IEN Europe: Cybersecurity and scalability are key concerns for industrial operators. What design principles within Ignition help address these challenges?
Travis Cox:
On the security side, Ignition is built on a unified, industrial-grade security architecture that takes a defense-in-depth approach. It supports TLS 1.2 and 1.3 encryption for all communications – the same standard trusted by financial institutions worldwide – along with federated identity, MFA, SSO, SAML, and OpenID Connect integration. Role-based access control and security zones give operators granular control over who can access what and from where, whether they're on the plant floor or connecting remotely. Secrets management removes passwords and encryption keys from gateway configuration, adding another layer of protection for sensitive credentials. Built-in user auditing provides administrators with detailed visibility into system activity, helping teams quickly identify and respond to anomalies before they become costly incidents. Inductive Automation also backs this up at the organizational level, holding ISA/IEC 62443-4-1 certification for their secure software development lifecycle and maintaining ISO 9001 compliance.

On scalability, Ignition takes an equally principled approach – one that starts with the licensing model itself. Rather than charging per tag, per client, or per user, Ignition uses a flat-rate server license that removes the artificial constraints that typically limit growth in traditional SCADA systems. Organizations can add unlimited tags, connect unlimited devices, and deploy to unlimited clients without triggering additional licensing costs. This aligns the platform's economics with the organization's ambitions rather than working against them. Combined with the ability to deploy on-premise, at the edge, or in the cloud – and to scale cloud instances elastically up or down as demand changes – Ignition gives industrial operators a platform that grows with them without financial penalty or architectural rework.

IEN Europe: Looking ahead, how do you see SCADA and industrial software platforms evolving over the next five years, particularly with the rise of AI and data-driven manufacturing?
Travis Cox:
The next five years will be defined by two parallel and reinforcing trends: deeper integration and intelligent automation. On the integration side, we'll see organizations move decisively toward Unified Namespace architectures – building rich, contextualized data models from the edge up, standardizing how data is structured and published, and connecting those data environments across plants, business units, and entire enterprises. The days of siloed SCADA systems that only talk to themselves are numbered. The organizations that move fastest on this integration foundation will be the ones best positioned to take advantage of what comes next.
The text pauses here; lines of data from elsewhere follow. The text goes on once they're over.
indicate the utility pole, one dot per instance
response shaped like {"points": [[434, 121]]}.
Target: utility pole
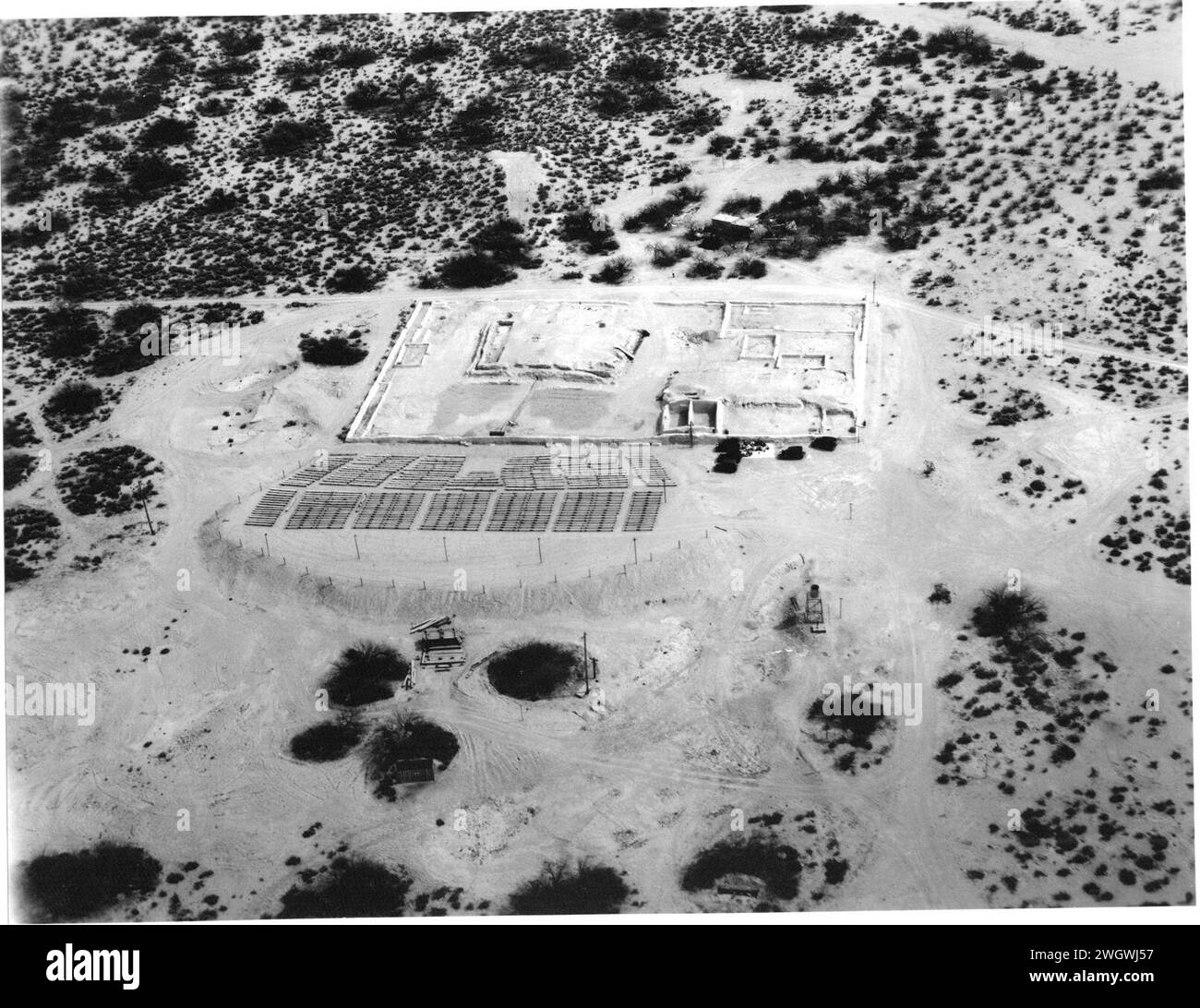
{"points": [[142, 492]]}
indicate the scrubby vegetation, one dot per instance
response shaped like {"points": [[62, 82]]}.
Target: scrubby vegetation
{"points": [[565, 888], [17, 468], [104, 479], [534, 671], [30, 538], [1004, 612], [403, 738], [365, 673], [353, 887], [336, 351], [775, 864], [78, 884], [328, 740]]}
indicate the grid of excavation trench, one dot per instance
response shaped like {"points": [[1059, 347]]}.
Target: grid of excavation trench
{"points": [[433, 492]]}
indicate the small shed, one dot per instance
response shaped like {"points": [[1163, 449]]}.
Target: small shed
{"points": [[730, 228]]}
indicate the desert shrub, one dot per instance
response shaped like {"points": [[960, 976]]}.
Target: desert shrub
{"points": [[17, 467], [583, 227], [365, 673], [1023, 60], [505, 243], [742, 204], [30, 536], [615, 270], [73, 400], [1169, 178], [167, 131], [353, 280], [103, 479], [941, 594], [584, 888], [286, 137], [703, 268], [658, 215], [327, 740], [18, 431], [960, 41], [749, 267], [404, 737], [75, 886], [1003, 612], [534, 671], [473, 269], [335, 351], [432, 51], [353, 887], [71, 331], [846, 727], [649, 22], [120, 351], [664, 256], [778, 865]]}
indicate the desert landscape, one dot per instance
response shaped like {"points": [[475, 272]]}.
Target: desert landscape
{"points": [[642, 461]]}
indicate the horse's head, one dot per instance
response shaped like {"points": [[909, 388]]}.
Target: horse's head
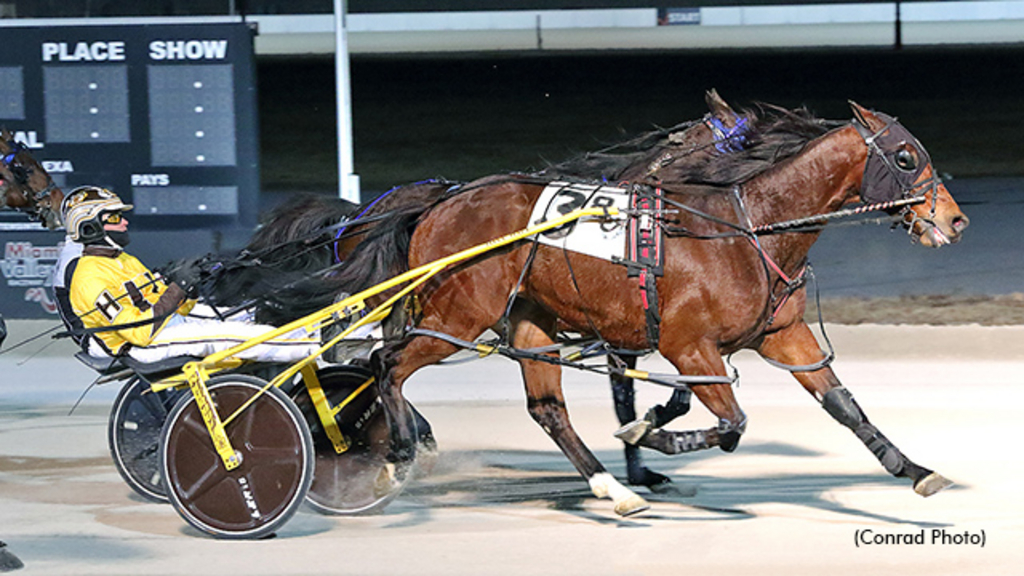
{"points": [[898, 167], [26, 186]]}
What comes next is AI – and it will reshape industrial operations in two meaningful ways. The first is AI-assisted development, where engineers use AI tools to build, configure, and maintain Ignition applications faster and with fewer resources. The second, and arguably more transformative, is AI agents operating directly on live industrial data to perform tasks that today require significant human expertise: anomaly detection, predictive maintenance, root cause analysis, alarm rationalization, energy optimization, and process improvement. Inductive Automation is already moving in this direction, having released an early-preview MCP module for AI integration, with an ambition toward building full agent workflows directly into the platform. The industrial software platforms that win over the next five years won't just be the ones with the most features – they'll be the ones that serve as the trusted, open, and well-structured foundation on which Industrial AI can be reliably built and adopted.

IEN Europe: Thank you for these insights!